O abandono do reformismo
pp.74
Nesta nova função o Estado ocupa-se das atividades econômicas necessárias a economia como um
todo (crédito, carvão, ferro, aço...) e vende seus produtos e serviços principalmente para as
empresas privadas. Supõem-se que o Estado fique limitado a prover os chamados “bens públicos”,
aqueles que são indivisíveis e que, se fornecidos, os são para todos. O Estado assume aquilo que
não é lucrativo para a empresa privada, mas é necessária ao conjunto da economia.

pp.75
A intervenção do Estado na economia deve ser guiada pela eficiência. Assim a política
socialdemocrata consiste geralmente, em mitigar os efeitos da distribuição dos recursos, visando não
transformar os sistemas econômicos, mas corrigir os efeitos de sua operação.
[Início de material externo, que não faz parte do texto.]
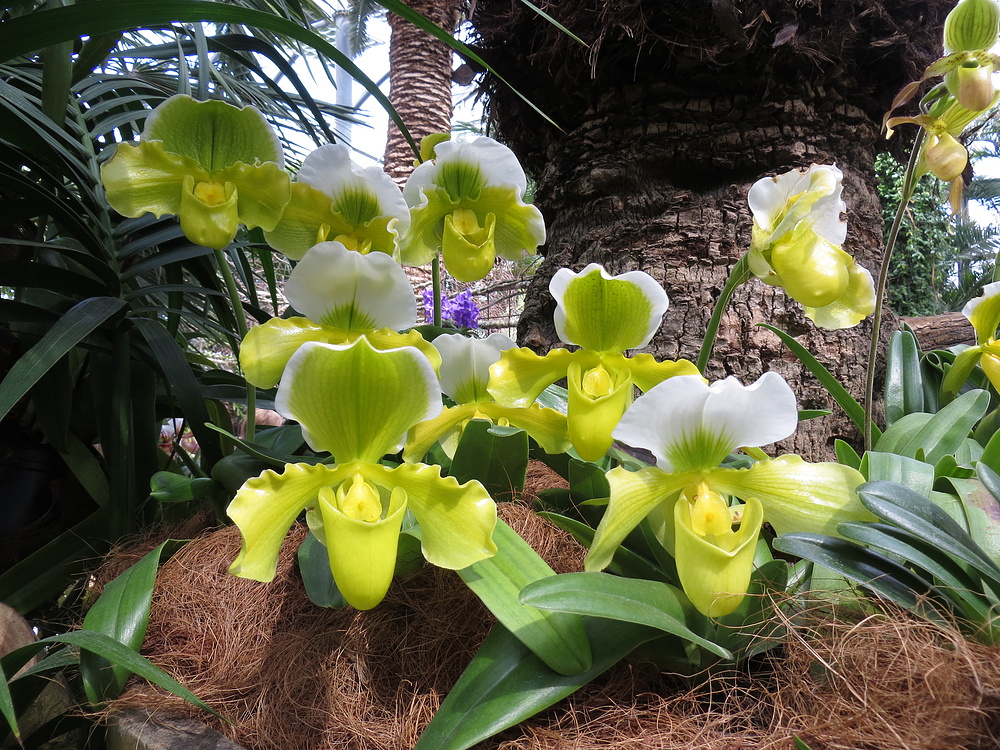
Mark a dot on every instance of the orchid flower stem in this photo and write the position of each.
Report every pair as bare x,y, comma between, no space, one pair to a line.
241,330
436,286
909,182
738,275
As bases econômicas da conciliação de classes


pp. 77
A eficiência dos socialdemocratas, neste caso, depende da lucratividade do setor privado e das
operações capitalistas. O compromisso com o capital é, portanto, uma expressão da própria
estrutura da sociedade capitalista.

pp.78
No capitalismo os lucros de hoje são a condição para investimentos e, portanto, para a produção, o
emprego e o consumo de amanhã. As crises do capitalismo não interessam aos assalariados, uma
vez que nele, elas caem sobre suas costas. É por isso que os socialdemocratas trocam a abolição
da propriedade privada dos meios de produção pela cooperação capitalista em aumentar a
produtividade e distribuir os ganhos.

A Socialdemocracia e o Socialismo
pp. 78
Os socialdemocratas não conduziram a sociedade ao socialismo.

pp. 81
Defrontados com a crise econômica, ameaçados com a perda de apoio eleitoral, preocupados com a
possibilidade de uma contrarrevolução fascista, os socialdemocratas abandonam o projeto de
transição ou ficam à espera de tempos mais auspiciosos. Dispõem-se ao compromisso, e a defender
os trabalhadores, ainda que cientes que diante de certas condições é melhor aderir ao sistema do
que criar uma situação que se vire contra eles.